Message ID 20190313094903.10006-1-berrange@redhat.com
State New
Headers show
Series
  • [RFC] seccomp: don't kill process for resource control syscalls
Related show

Commit Message

Daniel P. Berrangé March 13, 2019, 9:49 a.m. UTC
The Mesa library tries to set process affinity on some of its threads in
order to optimize its performance. Currently this results in QEMU being
immediately terminated when seccomp is enabled.

Mesa doesn't consider failure of the process affinity settings to be
fatal to its operation, but our seccomp policy gives it no choice in
gracefully handling this denial.

It is reasonable to consider that malicious code using the resource
control syscalls to be a less serious attack than if they were trying
to spawn processes or change UIDs and other such things.

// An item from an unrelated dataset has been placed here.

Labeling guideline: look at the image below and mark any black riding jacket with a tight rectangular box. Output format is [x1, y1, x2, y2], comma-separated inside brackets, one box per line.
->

Generally
speaking changing the resource control setting will "merely" affect
quality of service of processes on the host. With this in mind, rather
than kill the process, we can relax the policy for these syscalls to
return the EPERM errno value. This allows callers to detect that QEMU
does not want them to change resource allocations, and apply some
reasonable fallback logic.

The main downside to this is for code which uses these syscalls but does
not check the return value, blindly assuming they will always
succeeed. Returning an errno could result in sub-optimal behaviour.
Arguably though such code is already broken & needs fixing regardless.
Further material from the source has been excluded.